Agree, generally Nvidia have extra features that AMD(ATI) don’t have. However, there is a premium and depending on which card you go for doesn’t always equate to greater overall performance. Yes it may be future proof the system a bit longer but modern components from a reputable manufacturer generally are much more reliable than the used to be unless you want to overclock beyond the manufacturers core settings. Same applied to CPU’s car engine etc. They are set a core clock speed to maintain the longevity of the product. Bottom line, system builders take the hassle out of the process, but they also do it for a premium.
@xdc the doc wrote:
If i had the extra money i would go for Eggs system rather than Lammies… bit more future proofed and less could go wrong.
Goes without saying, if you have the extra money then you can get what you like. If your on a budget, you have have to choose your hardware carefully and make sure they are all compatible with each other.
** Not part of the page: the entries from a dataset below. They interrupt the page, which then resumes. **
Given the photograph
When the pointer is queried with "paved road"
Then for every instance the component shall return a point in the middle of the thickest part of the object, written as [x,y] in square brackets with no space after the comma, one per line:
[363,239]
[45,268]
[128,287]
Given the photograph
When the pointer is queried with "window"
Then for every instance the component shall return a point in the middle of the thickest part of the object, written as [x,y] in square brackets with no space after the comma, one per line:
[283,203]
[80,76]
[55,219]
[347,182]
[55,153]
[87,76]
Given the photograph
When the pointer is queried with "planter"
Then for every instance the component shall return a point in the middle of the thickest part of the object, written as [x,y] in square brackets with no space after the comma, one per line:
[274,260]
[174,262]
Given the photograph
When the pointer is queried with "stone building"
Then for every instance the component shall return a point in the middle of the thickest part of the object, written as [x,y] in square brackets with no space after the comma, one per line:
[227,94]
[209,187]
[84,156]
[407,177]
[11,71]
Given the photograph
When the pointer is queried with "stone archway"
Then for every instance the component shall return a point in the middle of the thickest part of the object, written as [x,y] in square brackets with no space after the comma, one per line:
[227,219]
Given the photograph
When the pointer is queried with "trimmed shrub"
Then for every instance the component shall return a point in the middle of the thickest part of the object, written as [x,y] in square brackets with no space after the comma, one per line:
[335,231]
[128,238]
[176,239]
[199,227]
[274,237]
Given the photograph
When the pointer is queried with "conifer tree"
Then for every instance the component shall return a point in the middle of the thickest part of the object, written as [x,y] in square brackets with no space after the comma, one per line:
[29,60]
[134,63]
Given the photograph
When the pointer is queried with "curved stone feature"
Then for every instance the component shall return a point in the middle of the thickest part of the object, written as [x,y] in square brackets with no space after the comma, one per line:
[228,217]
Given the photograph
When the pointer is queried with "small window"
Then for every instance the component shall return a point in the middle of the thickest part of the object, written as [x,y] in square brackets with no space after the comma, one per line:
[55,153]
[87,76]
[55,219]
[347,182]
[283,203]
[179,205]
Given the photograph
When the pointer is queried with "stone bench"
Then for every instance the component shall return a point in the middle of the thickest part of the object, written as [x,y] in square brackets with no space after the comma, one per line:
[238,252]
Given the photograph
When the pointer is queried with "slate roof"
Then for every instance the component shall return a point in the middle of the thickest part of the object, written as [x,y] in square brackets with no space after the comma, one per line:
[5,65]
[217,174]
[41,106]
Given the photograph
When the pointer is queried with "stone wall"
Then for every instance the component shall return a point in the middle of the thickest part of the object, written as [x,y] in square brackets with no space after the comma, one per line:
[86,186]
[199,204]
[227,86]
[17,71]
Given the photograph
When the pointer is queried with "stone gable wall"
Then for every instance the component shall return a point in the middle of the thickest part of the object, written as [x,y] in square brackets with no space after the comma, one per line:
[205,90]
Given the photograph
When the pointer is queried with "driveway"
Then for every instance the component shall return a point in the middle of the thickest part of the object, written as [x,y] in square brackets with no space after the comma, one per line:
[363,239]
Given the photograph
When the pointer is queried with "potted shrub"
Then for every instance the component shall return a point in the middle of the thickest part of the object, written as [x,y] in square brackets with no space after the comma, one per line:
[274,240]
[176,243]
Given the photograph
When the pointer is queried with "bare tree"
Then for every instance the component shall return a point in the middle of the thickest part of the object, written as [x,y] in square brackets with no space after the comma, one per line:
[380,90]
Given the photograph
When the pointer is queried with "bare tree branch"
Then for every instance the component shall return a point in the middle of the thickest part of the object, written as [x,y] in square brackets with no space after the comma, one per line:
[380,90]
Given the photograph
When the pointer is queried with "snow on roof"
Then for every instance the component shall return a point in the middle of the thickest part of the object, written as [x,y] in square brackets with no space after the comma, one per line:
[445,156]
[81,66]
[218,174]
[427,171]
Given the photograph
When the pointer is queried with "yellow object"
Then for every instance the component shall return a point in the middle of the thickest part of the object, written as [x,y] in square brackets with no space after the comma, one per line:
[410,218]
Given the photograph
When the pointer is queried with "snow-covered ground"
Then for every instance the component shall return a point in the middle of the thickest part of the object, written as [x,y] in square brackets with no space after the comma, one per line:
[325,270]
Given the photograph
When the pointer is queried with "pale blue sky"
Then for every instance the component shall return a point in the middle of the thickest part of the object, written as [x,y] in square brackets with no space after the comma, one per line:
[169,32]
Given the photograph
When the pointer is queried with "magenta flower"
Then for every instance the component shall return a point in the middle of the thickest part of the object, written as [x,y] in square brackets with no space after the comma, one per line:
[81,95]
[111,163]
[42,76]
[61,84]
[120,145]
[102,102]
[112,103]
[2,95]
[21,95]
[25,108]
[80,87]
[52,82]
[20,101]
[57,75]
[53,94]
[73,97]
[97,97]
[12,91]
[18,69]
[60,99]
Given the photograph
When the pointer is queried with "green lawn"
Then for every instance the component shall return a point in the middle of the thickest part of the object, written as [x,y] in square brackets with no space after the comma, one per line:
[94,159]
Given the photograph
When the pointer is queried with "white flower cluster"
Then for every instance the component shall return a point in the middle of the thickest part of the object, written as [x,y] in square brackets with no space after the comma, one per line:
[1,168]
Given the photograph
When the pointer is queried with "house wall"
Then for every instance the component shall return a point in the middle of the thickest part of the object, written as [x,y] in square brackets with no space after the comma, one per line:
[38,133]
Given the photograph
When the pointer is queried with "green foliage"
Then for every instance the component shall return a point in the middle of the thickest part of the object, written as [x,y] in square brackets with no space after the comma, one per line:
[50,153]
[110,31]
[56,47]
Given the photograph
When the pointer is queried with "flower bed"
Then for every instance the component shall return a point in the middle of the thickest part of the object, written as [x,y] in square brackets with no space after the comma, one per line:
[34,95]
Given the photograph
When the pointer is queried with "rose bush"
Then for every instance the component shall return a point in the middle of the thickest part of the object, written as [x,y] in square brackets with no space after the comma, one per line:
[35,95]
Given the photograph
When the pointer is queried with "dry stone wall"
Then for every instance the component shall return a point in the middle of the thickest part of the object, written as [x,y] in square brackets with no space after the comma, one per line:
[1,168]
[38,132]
I’m more than happy with my choices and they meet my needs and the budget I had available at the time.
LammieParticipantDoesn’t really matter to be honest you just get a few extra bells and whistles but nothing that would detract from a decent all round OS. Personally for a gaming PC I would use Win 7. Win 8 more geared up for touch screen type etc but would probably work all the same.
I agree with the larger SSD, I would have gone bigger had the budget allowed but it’s quite a price jump so settled on the 128gb. With regards to the Nvidia vs AMD all much the same but Nvidia cards are generally a lot more pricey. My advice is set a maxium budget your willing to spend and stick to it and then get the best components you can for that price.
I spent litterally months comparing prices, reviews, budgets but settled on the £800 -£850 mark which will still get you a decent gaming rig. You can always add to it later as funds permit. Get a solid foundation and the rest will take care of itself.